Signs of Rationality: The Nature/Human Divide in Albert the Great
Intervention dans le panel On Roots and Fruits. Intellectual History of the Middle Ages in Relation to Nature: Challenges, Trends, Perspectives [Panel #68]
According to Albert the Great (1200-1280) – and to most of the European philosophical tradition, – the distinctive sign of the human being is its rationality. The rational soul, to put it in the terms of medieval philosophy, is the specific feature of human being; rational soul is what makes humans human. Albert brings this basic intuition to one of its most poignant formulations in his famous phrase homo inquantum homo solus est intellectus, The man insofar as man, is only the intellect.
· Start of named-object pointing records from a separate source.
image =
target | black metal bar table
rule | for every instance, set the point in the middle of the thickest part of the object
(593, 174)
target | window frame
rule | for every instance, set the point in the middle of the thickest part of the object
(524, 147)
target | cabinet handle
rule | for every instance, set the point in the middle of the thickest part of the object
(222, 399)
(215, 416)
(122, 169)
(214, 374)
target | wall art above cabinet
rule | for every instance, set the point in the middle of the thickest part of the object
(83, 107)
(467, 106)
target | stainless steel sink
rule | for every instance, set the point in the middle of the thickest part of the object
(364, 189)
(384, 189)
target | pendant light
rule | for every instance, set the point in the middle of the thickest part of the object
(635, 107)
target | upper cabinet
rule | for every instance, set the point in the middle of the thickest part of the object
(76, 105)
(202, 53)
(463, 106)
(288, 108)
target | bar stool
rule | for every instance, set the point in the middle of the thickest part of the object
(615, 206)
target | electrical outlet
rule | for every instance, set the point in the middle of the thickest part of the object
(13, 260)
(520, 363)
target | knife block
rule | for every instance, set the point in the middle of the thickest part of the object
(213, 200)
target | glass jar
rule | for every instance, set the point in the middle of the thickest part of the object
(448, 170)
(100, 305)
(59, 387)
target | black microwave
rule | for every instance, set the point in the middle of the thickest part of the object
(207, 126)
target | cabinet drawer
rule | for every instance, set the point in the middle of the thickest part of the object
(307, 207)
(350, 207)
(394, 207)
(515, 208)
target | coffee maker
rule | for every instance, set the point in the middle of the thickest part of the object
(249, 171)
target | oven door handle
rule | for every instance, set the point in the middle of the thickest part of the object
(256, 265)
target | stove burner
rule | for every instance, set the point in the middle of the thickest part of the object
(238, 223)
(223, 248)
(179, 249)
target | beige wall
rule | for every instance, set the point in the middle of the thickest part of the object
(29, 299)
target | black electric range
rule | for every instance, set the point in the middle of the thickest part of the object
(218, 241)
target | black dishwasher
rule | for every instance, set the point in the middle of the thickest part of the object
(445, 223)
Yet, it is Albert the Great again who seems to struggle defining the exact limit between rational and sensitive soul. The sensitive soul, distinctive of animals, is in many ways analogous to the rational soul in its functions. Higher faculties of sensitive soul like phantasy and estimation execute at the level of the particular what reason does for the universal. Moreover, the sensitive soul is indispensable for the functioning of the rational one. Thus, higher animals display traits in their behavior that put them close to humans. And yet, while struggling with the graduality of the natural order in which humans are the most perfect of animals, Albert still insists on the clear divide between the realm of animal and human.
In order to showcase this tension, I will focus on the case of pygmies. A distant tribe, similar to monkeys, they can talk, compose poetry, construct imperfect syllogisms and live in an imperfect political order; yet they are defined as an animal species because of their sensitive soul.
Did Albert reflect in some way these apparent contradictions in his theory, and if not, what are the underlying assumptions that made those contradictions invisible to him and to his successors? This is the methodological question that this presentation is going to address.